Of course all of this aside, and as pretty as the fireworks were, our new year will only really start when return home I guess. Starting anew, finding our feet, just looking forward to the normality that I hope is looming ahead for us can’t happen when we are still stuck in the same Groundhog Day existence. The end of 2010 doesn’t feel like an end at all, just another celebration passing us by to join the uncelebrated birthdays and Christmas that have peppered the last half a year. Half a year. Just seeing that written down makes something twist deep inside. Half a year my life has been on hold, Elliot and Lilia have been without a Mummy, Roger has been holding the fort at home and I have been letting myself feel little enough that I can ignore the all the pain that I know this funny life we lead causes.
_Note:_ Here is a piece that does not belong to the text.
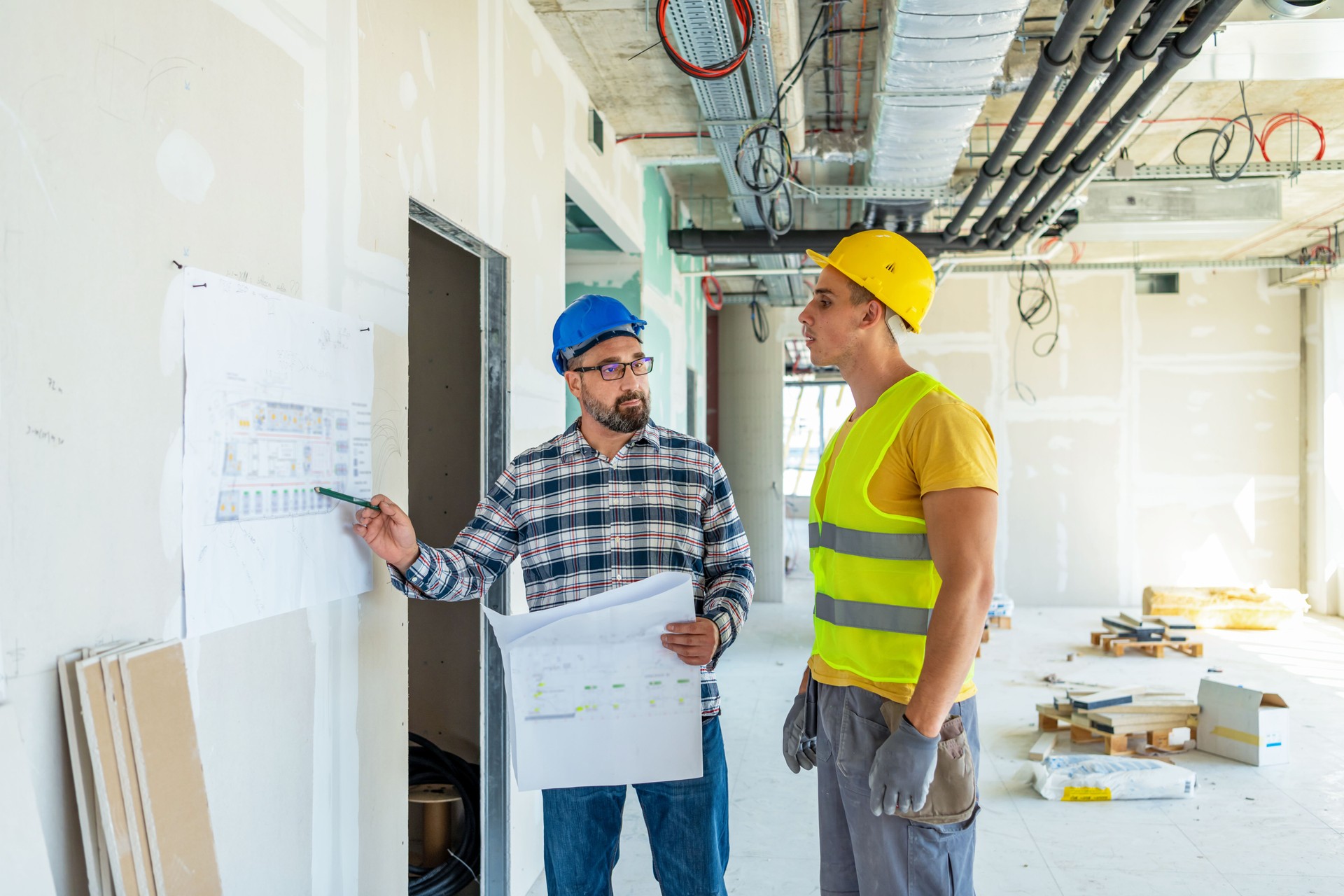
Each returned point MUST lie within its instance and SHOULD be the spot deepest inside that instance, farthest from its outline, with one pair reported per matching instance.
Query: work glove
(800, 747)
(902, 771)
This is the only way I can attempt to forge some kind of adult interaction, however transient, and continue to find those flecks of humour, wisdom and joy that can be drawn out from a small, exceedingly honest little boy.
So whilst I may not be drawing up any resolutions, or vowing to suddenly become religious, or concise, or to give up chocolate or sarcasm, I will perhaps allow myself to see the value in the relationships I do have in my current situation, however abnormal they are. I may, after all, be simply a plus one, but while Dominic holds centre stage, people are less likely to notice quite how much I can bend things to make life a little easier for us, or how quickly the constant supply of nurses’ chocolates seems to deplete when I pass by. Because there are of course positives to be found in most corners of your life, if you’re willing to look hard enough. Something that I resolutely vow to keep trying to do long into 2011.